History shows that people usually don’t know when we are about to win. We are lousy at knowing whether we have a chance at victory.
When people struggling for liberty and justice face seemingly overwhelming power and impossible odds, they can suddenly breakthrough and win when things seem most hopeless and they least expect victory.
Why We Underestimate Our Chances
Well, for one thing, it is impossible to know what’s going on in the other camp. The oppressors might seem invincible, but there are often schisms and rifts which are tearing the enemy apart from within. The bad guys might be extremely vulnerable because they are busy fighting with each other. They might be merely putting a false public image of unity . . . one which is dropped the minute the cameras stop rolling.
In addition – as I learned as a kid in karate class – even the toughest opponent has vulnerabilities. No matter how big the lug you’re fighting is, hit him in one of his vulnerable spots, and he’s going down. In struggles for freedom and justice as well, if you identify and focus on the bad guy’s vulnerabilities, you can win no matter how poorly the fight seems to have been going.
Moreover, the opponent might be affected by what we do a lot more than we realize. You’ve seen it in horror and martial arts movies. The good guy has given his best shot at the monster. But the monster doesn’t seem to be fazed in the least . . . he glowers and starts walking threateningly towards the good guy, who is flat on his back. It seems like the good guy is finished.
But at the last minute, the monster falls over and dies, and we see for the first time that the good guy had earlier mortally wounded the monster in some way.
There is often a lag time between what we do and our ability to see the effect on our opponents. It may be that our activism is having a tremendous effect and is pummeling the forces of tyranny, but that the weakened and wounded tyrants are simply bluffing and putting on a strong front to keep us intimidated. Don’t stop fighting just because the effects of our actions haven’t yet become visible.
In addition, it is often difficult at any given time to see which historical trend will end up being the most important one. In other words, there are always competing trends and forces, and something which doesn’t seem very important at the time can end up winning the battle in the long-run.
As just one example, the Soviet Union collapsed partly because Russians watched images of prosperity on American tv, and decided they weren’t going to put up with what they had. The communist leaders didn’t think that letting in American tv programs would have such a huge influence on their population’s willingness to put up with communist repression. But it did.
There are historical trends which we are not even currently aware of which might end up ensuring our victory.

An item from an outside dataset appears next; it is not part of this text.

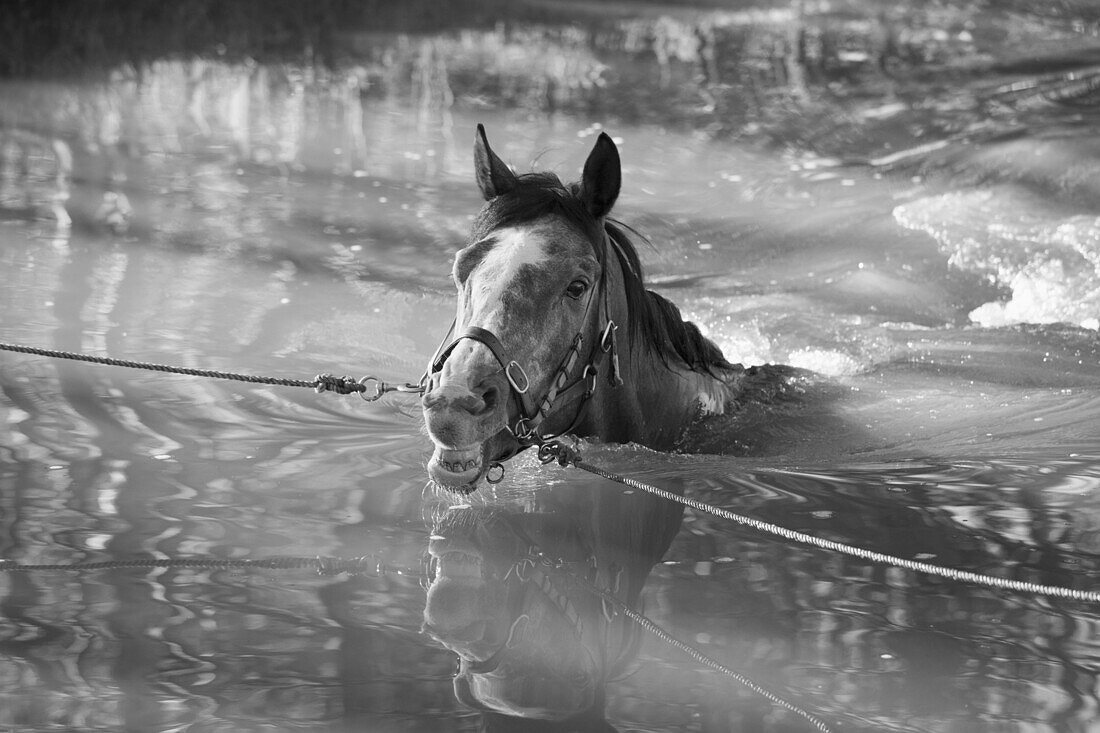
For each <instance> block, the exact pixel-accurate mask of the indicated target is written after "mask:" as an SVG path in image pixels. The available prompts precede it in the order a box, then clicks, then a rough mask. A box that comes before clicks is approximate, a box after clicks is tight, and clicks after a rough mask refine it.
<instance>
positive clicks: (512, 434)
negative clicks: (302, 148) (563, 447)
mask: <svg viewBox="0 0 1100 733" xmlns="http://www.w3.org/2000/svg"><path fill="white" fill-rule="evenodd" d="M474 162H475V173H476V177H477V185H478V187H480V188H481V192H482V195H483V196H484V197H485V199H486V204H485V206H484V208H483V209H482V211H481V214H480V215H478V216H477V218H476V219H475V221H474V225H473V231H472V241H471V243H470V244H469V245H467V247H465V248H464V249H462V250H461V251H460V252H459V253H458V254H456V255H455V259H454V267H453V277H454V282H455V285H456V286H458V291H459V298H458V311H456V314H455V319H454V324H453V326H452V335H453V338H452V339H450V340H447V339H444V342H443V344H441V347H440V350H439V352H438V353H437V354H436V357H434V358H433V360H432V363H431V365H430V368H429V370H428V373H429V378H430V379H429V384H428V385H427V386H428V389H427V390H426V393H425V395H423V412H425V419H426V424H427V428H428V434H429V435H430V437H431V439H432V441H433V444H434V452H433V455H432V457H431V460H430V461H429V463H428V472H429V475H430V477H431V479H432V481H433V482H434V483H436V484H437V485H438V486H442V488H444V489H449V490H451V491H453V492H458V493H470V492H473V491H475V490H476V488H477V485H478V484H480V482H481V481H482V480H483V479H485V478H486V477H491V478H496V475H495V473H494V471H503V466H502V462H503V461H506V460H507V459H509V458H511V457H513V456H515V455H516V453H517V452H519V451H521V450H524V449H525V448H528V447H531V446H540V448H541V447H543V446H548V445H553V444H552V442H551V441H552V440H553V439H554V438H555V437H558V436H561V435H563V434H572V435H576V436H582V437H595V438H598V439H602V440H606V441H614V442H631V441H632V442H638V444H641V445H643V446H647V447H649V448H653V449H657V450H669V449H674V448H679V449H687V450H692V449H698V448H700V446H698V445H697V441H696V440H694V439H693V437H692V428H693V426H696V425H698V424H700V423H701V420H703V418H714V417H720V416H723V415H726V414H735V415H740V414H742V413H744V414H749V413H752V412H753V411H751V409H746V407H747V406H759V405H761V404H768V403H774V402H782V398H783V397H784V395H787V394H789V393H792V392H795V393H798V392H800V391H801V387H800V384H799V382H800V380H801V379H802V376H801V374H800V373H799V372H798V371H796V370H792V369H790V368H785V366H762V368H750V369H745V368H742V366H741V365H739V364H731V363H729V362H728V361H726V359H725V358H724V357H723V354H722V352H720V351H719V349H718V348H717V347H716V346H715V344H714V343H712V342H711V341H708V340H707V339H705V338H704V337H703V336H702V335H701V332H700V331H698V329H697V328H696V327H695V326H694V325H693V324H690V322H686V321H684V320H683V319H682V318H681V316H680V311H679V310H678V309H676V307H675V306H674V305H672V304H671V303H669V302H668V300H667V299H664V298H663V297H661V296H660V295H657V294H654V293H652V292H649V291H647V289H646V287H645V284H643V281H642V275H641V265H640V263H639V260H638V254H637V251H636V250H635V248H634V244H632V243H631V242H630V240H629V239H628V238H627V236H626V232H625V230H624V228H623V227H621V226H619V225H617V223H615V222H614V221H612V220H610V219H608V218H607V215H608V214H609V212H610V209H612V207H613V206H614V204H615V201H616V199H617V198H618V194H619V187H620V183H621V169H620V164H619V155H618V150H617V149H616V146H615V143H614V142H613V141H612V139H610V138H609V136H607V135H606V134H603V133H601V135H599V138H598V139H597V141H596V144H595V146H594V147H593V150H592V152H591V154H590V155H588V157H587V160H586V161H585V164H584V169H583V174H582V178H581V180H580V182H579V183H576V184H572V185H569V186H566V185H564V184H562V183H561V180H559V178H558V177H557V176H554V175H553V174H549V173H530V174H524V175H516V174H514V173H513V172H511V171H510V169H509V168H508V167H507V166H506V165H505V164H504V162H503V161H500V158H499V157H497V155H496V154H495V153H494V152H493V151H492V149H491V147H489V145H488V140H487V139H486V136H485V131H484V129H483V128H482V127H481V125H478V127H477V135H476V138H475V144H474ZM746 425H748V424H746ZM742 427H745V426H742ZM753 427H756V426H749V428H750V429H751V428H753ZM730 439H734V438H733V436H730ZM719 449H720V448H719ZM563 493H564V494H565V495H562V494H563ZM543 494H544V495H541V494H540V497H539V500H538V502H537V508H536V511H533V512H530V513H509V512H505V511H503V510H498V511H494V510H492V508H481V510H474V508H470V507H462V508H454V510H451V511H450V512H448V513H447V514H445V515H444V516H443V517H442V519H441V521H440V522H439V525H438V527H437V528H436V537H434V538H433V539H432V540H431V548H430V551H431V555H432V556H433V558H434V559H436V561H437V564H438V575H437V576H436V579H434V582H433V584H432V586H431V588H430V590H429V593H428V603H427V609H426V612H425V620H426V630H427V631H428V632H429V633H431V634H432V635H433V636H434V637H436V638H438V639H439V641H440V642H442V643H443V644H445V645H447V646H448V647H450V648H452V649H454V650H455V652H458V653H459V655H460V657H461V659H462V665H461V670H460V674H459V676H458V678H456V680H455V691H456V693H458V696H459V698H460V699H461V700H462V701H464V702H466V703H467V704H470V705H472V707H474V708H477V709H481V710H484V711H486V724H487V727H488V729H489V730H506V721H508V720H515V719H522V718H530V719H542V720H544V721H566V722H565V723H564V724H563V725H559V726H558V727H554V729H552V730H563V731H569V730H609V726H608V725H607V724H606V723H605V722H603V694H604V692H603V690H604V682H605V680H606V679H608V678H609V677H610V676H614V674H615V672H616V671H617V670H619V669H620V668H621V667H623V664H624V663H625V661H626V659H627V658H628V657H629V656H630V649H631V646H632V639H634V635H635V632H634V630H632V628H630V627H629V625H628V624H627V623H626V622H625V620H624V619H621V617H620V616H612V615H610V614H608V615H606V616H605V615H604V609H603V608H602V605H603V604H602V603H601V601H599V599H598V598H596V597H595V595H593V594H592V593H591V592H588V591H583V590H581V589H579V588H576V587H573V588H569V586H568V584H561V586H560V584H559V583H558V582H557V581H555V580H554V579H552V578H548V577H544V576H543V575H542V571H541V570H539V569H538V568H537V567H535V568H531V567H530V565H529V564H525V562H524V560H525V558H528V557H529V556H530V555H531V553H532V551H535V549H536V548H538V549H539V550H541V551H542V553H543V554H546V555H547V556H549V557H551V558H554V559H558V560H563V561H566V562H569V564H571V567H572V568H574V572H576V573H579V575H581V576H587V575H591V576H592V577H593V580H594V581H595V582H596V584H597V586H598V587H601V588H603V589H606V590H609V591H610V592H613V593H614V594H615V595H616V597H617V598H619V599H621V600H624V601H626V602H628V603H634V602H635V601H636V600H637V599H638V594H639V592H640V590H641V586H642V583H643V581H645V578H646V576H647V575H648V572H649V570H650V569H651V567H652V565H653V564H654V562H656V561H658V559H659V558H660V557H661V555H662V554H663V553H664V550H665V548H667V547H668V545H669V543H670V541H671V538H672V536H673V535H674V534H675V530H676V528H678V527H679V522H680V516H681V511H680V510H679V508H678V507H675V508H674V507H671V506H665V505H661V504H660V503H658V501H657V500H651V499H648V497H642V496H640V495H629V496H624V495H623V494H620V493H618V492H612V491H610V490H604V489H595V490H594V489H591V488H590V489H588V490H587V491H581V492H576V491H575V490H573V491H570V492H565V490H557V491H549V490H547V491H546V492H543ZM525 568H526V569H527V570H529V571H532V572H535V573H536V575H538V576H539V577H536V578H528V581H527V582H524V581H521V580H520V578H518V577H517V570H518V571H519V575H520V576H521V575H524V569H525ZM609 619H610V620H609ZM525 725H526V726H521V727H520V729H518V730H536V729H535V727H532V724H531V723H530V722H529V721H528V722H527V723H525ZM502 726H503V727H502Z"/></svg>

(Finally, while the enemy might appear to have overwhelming force, they may be “paper tigers”, with much weaker resources than it seems. More on this in a later essay.)
Don’t Quit Now
Bottom line . . . don’t quit now.
It is possible that we are mere days away from starting to hold the tyrants responsible for their war crimes, false flag terror, illegal spying, and other unlawful acts. The Red Cross finding Bush guilty of war crimes is significant (while it is not a U.S. institution, it is an important one).

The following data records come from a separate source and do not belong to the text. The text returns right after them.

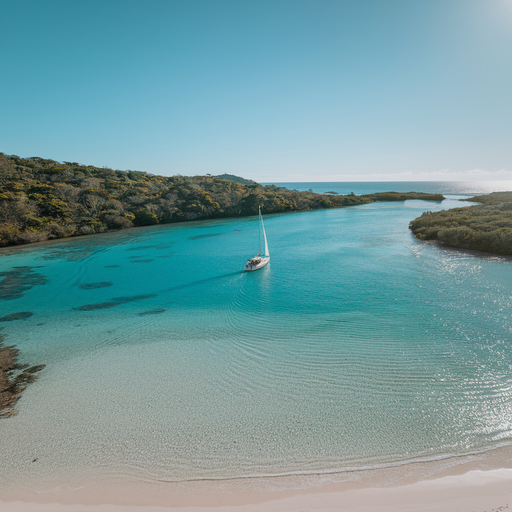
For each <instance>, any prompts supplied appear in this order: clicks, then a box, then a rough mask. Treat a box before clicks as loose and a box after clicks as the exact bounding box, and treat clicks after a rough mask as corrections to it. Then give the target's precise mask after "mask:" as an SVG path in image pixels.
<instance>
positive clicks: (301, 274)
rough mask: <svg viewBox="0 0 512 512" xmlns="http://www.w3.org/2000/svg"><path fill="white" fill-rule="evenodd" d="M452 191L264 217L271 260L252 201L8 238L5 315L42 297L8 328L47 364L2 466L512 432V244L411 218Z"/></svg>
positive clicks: (285, 464) (18, 311)
mask: <svg viewBox="0 0 512 512" xmlns="http://www.w3.org/2000/svg"><path fill="white" fill-rule="evenodd" d="M456 199H457V197H455V196H454V197H452V198H451V199H448V200H446V201H444V202H443V203H442V204H441V203H426V202H422V201H407V202H405V203H374V204H370V205H364V206H359V207H354V208H344V209H338V210H323V211H315V212H304V213H294V214H286V215H274V216H267V217H265V226H266V230H267V234H268V239H269V246H270V251H271V263H270V265H269V266H267V267H265V268H264V269H263V270H261V271H259V272H254V273H243V272H242V271H241V269H242V268H243V263H244V260H245V258H248V257H251V256H253V255H254V253H255V252H257V251H256V249H257V221H256V217H254V218H248V219H232V220H222V221H211V222H198V223H188V224H180V225H171V226H159V227H156V228H144V229H133V230H128V231H122V232H119V233H116V234H113V235H99V236H90V237H84V238H77V239H72V240H69V239H68V240H61V241H57V242H53V243H47V244H40V245H35V246H27V247H22V248H16V249H7V250H2V251H1V252H0V272H4V273H7V272H11V274H8V275H9V276H11V277H12V276H14V275H17V276H19V275H20V274H21V275H25V277H26V279H25V281H23V279H21V280H20V279H18V285H19V287H18V289H17V290H14V289H13V287H12V286H11V287H10V293H9V296H7V295H5V294H2V298H4V299H5V300H0V308H1V314H0V316H2V317H3V316H7V315H11V314H15V313H18V312H32V313H33V315H32V316H30V317H26V318H21V319H19V320H13V321H9V322H4V323H2V324H0V326H2V327H4V328H3V330H2V331H1V333H2V334H7V335H8V337H7V339H6V342H8V343H12V344H15V345H16V346H17V347H18V348H19V349H20V351H21V353H22V360H23V361H24V362H25V361H26V362H27V363H31V364H39V363H44V364H46V365H47V366H46V368H45V370H44V371H43V372H41V374H40V378H39V380H38V381H37V382H36V383H35V384H32V385H31V386H30V387H29V388H28V389H27V390H26V392H25V393H24V395H23V397H22V399H21V400H20V401H19V403H18V406H17V409H18V411H19V413H18V415H17V416H15V417H12V418H8V419H4V420H1V421H0V444H1V449H0V467H2V468H9V470H8V471H2V472H1V473H0V483H1V484H2V485H4V486H12V485H17V486H19V485H26V486H35V485H39V484H40V483H41V482H43V481H45V480H52V481H54V482H56V481H58V482H62V483H69V484H70V485H71V483H73V484H76V483H77V482H86V481H87V480H89V479H92V478H100V477H101V478H103V480H104V481H105V480H106V481H108V480H109V479H112V480H117V479H126V478H128V479H136V480H145V481H181V480H192V479H205V478H216V479H223V478H232V477H240V476H264V475H278V474H293V473H321V472H332V471H334V472H336V471H340V470H350V469H354V468H362V467H376V466H386V465H392V464H396V463H401V462H409V461H417V460H432V459H437V458H443V457H447V456H451V455H459V454H464V453H474V452H478V451H481V450H487V449H490V448H493V447H497V446H501V445H510V444H511V441H512V419H511V418H512V385H511V384H512V382H511V379H510V375H511V365H512V355H511V354H512V352H511V345H512V319H511V315H510V313H511V306H512V298H511V296H512V273H511V272H510V270H511V267H510V266H511V264H512V261H511V260H510V259H507V258H501V257H493V256H489V255H481V254H475V253H467V252H461V251H456V250H451V249H446V248H439V247H436V246H432V245H428V244H423V243H419V242H417V241H416V240H415V239H414V238H413V237H412V235H411V234H410V232H409V230H408V223H409V222H410V220H412V219H413V218H415V217H416V216H418V215H419V214H421V212H422V211H425V210H437V209H441V208H449V207H454V206H460V205H461V203H459V202H457V201H456ZM15 267H24V268H23V269H22V270H21V271H20V269H19V268H17V269H16V268H15ZM16 272H17V274H16ZM3 275H4V276H7V274H3ZM5 279H6V277H4V280H3V281H0V287H1V286H2V284H3V283H5ZM12 295H14V296H12ZM35 458H37V461H36V463H32V460H34V459H35Z"/></svg>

The House Judiciary’s non-impeachment impeachment hearing is clearly an attempt to bury real impeachment actions. But it may end up leading to real action.

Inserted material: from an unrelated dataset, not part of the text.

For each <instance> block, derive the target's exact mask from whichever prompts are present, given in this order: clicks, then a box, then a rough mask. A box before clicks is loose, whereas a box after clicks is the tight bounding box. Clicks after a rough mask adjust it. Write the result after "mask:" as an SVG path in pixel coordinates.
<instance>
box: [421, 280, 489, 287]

Personally, when I’ve given up, I’ve often learned that I could have won had I just hung in there a little longer. I’ve regretted not persisting. I’ve learned to keep my head down and to keep on pushing.
We don’t know how close to victory we are. Now is not the time to quit . . . it is time to redouble our efforts.
Of course, I understand how serious things are, and how dire our situation is. I am not trying to minimize those threats.
However, I think the main problem is that people are not taking any action because they have given up all hope.
We don’t know what the future holds. In that very uncertainty, there lies the possibility that we can make things better.
Hope frees us to take action . . . and action can turn things around. Hope is therefore vital.